The Squandering of Tobacco Settlement Billions

 

TO KEEP SMOKING!

Please enjoy this recycled oldie-but-goodie while I spend the next few weeks juggling a high case load with studying for the boards with taking care of two babies, etc. . .

Few things smell worse to me than the stank of a cigarette while trying to trying to load up on cholesterol via awesome blossom.  Perhaps one such thing is the beguiling tale of what perverse fate has befallen the gobs of cash money rewarded to state governments from Big Tobacco.  

This seemingly righteous pursuit was fought by brave attorneys general of 46 various states to regain money we dished out to pay the costs of Medicaid patients who, due to tobacco use, found themselves in various states of wheeziness and/or infarction.  So naturally you’re asking “why then did these same states more recently try to help Big T in getting a recent settlement against it reduced?”  Good question.  Read on. . .

Continue reading “The Squandering of Tobacco Settlement Billions”

Update: Lunch money Pharma spends on physicians

This post at KevinMD has blown up and is generating significant interest.

Since writing it I was contacted by CNN, they talked about wanting to do a series on America’s addiction to medications and what sounded to me like the various excesses of drug companies to try to get people to take those medications. They wanted me to comment on the various excesses of Pharma from a physician’s perspective. They were interested in hearing about all the things the drug companies give us, specifically,  free stuff, give-aways, trips,  golf outings. . . you get the point. I explained that I had no experience with such things, nor did I know of anybody who had, and probably was not the right person to talk to.  

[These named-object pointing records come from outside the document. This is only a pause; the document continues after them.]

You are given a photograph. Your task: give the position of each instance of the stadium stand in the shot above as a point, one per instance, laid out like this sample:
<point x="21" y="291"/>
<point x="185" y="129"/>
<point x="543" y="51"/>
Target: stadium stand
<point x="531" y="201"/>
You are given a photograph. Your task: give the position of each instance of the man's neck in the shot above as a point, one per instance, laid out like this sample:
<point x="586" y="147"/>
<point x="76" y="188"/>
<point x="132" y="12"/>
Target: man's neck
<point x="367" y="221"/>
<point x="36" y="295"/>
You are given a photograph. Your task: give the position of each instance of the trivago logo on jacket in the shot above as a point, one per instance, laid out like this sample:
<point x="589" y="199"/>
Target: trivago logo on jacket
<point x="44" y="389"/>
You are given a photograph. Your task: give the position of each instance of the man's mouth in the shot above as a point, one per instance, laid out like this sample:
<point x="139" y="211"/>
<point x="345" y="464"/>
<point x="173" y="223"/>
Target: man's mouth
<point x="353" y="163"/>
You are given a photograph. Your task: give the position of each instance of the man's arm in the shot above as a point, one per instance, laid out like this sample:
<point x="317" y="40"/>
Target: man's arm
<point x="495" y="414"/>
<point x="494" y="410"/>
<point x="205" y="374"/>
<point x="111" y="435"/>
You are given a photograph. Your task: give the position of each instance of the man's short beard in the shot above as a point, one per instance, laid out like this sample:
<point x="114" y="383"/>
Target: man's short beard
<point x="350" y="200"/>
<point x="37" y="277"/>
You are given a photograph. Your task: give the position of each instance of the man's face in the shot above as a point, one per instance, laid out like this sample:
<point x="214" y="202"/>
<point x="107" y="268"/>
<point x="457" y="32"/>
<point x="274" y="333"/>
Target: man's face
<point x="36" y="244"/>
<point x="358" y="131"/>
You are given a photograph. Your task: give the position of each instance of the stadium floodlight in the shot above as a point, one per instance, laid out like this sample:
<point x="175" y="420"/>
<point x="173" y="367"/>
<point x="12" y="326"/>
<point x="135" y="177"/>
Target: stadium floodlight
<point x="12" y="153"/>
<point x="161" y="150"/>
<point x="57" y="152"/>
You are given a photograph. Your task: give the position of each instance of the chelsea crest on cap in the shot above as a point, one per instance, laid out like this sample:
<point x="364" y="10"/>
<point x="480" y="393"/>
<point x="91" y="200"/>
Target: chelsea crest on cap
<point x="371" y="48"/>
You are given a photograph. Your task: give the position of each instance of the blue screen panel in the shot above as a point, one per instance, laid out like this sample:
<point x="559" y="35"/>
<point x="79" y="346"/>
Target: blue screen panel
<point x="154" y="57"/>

I feel like in this discussion, we private practice physicians are guppies in a big ocean. The occasional office lunch amounts to essentially (excuse the pun) small potatoes compared to the influence that pharma has had on the opinion makers, and subsequently, in the drafting of practice guidelines (such as recent lipid guidelines or the use of activated protein C in sepsis). In this, the influence is insidious; it exists largely in rooms that are closed to the rest of us. The influence is not nearly as extroverted and obvious as CNN (and the rest of us) would like to see.  However, I agree with many of you that having drug reps bringing lunch into the office at the very least gives the impression of influence, and may not be a practice that we as physicians can defend much longer.  In retrospect, I wished I had agreed to the interview with CNN, only for the sweet irony of my interview being followed by a commercial featuring two elderly people sitting in bathtubs on top of a hill.  .  .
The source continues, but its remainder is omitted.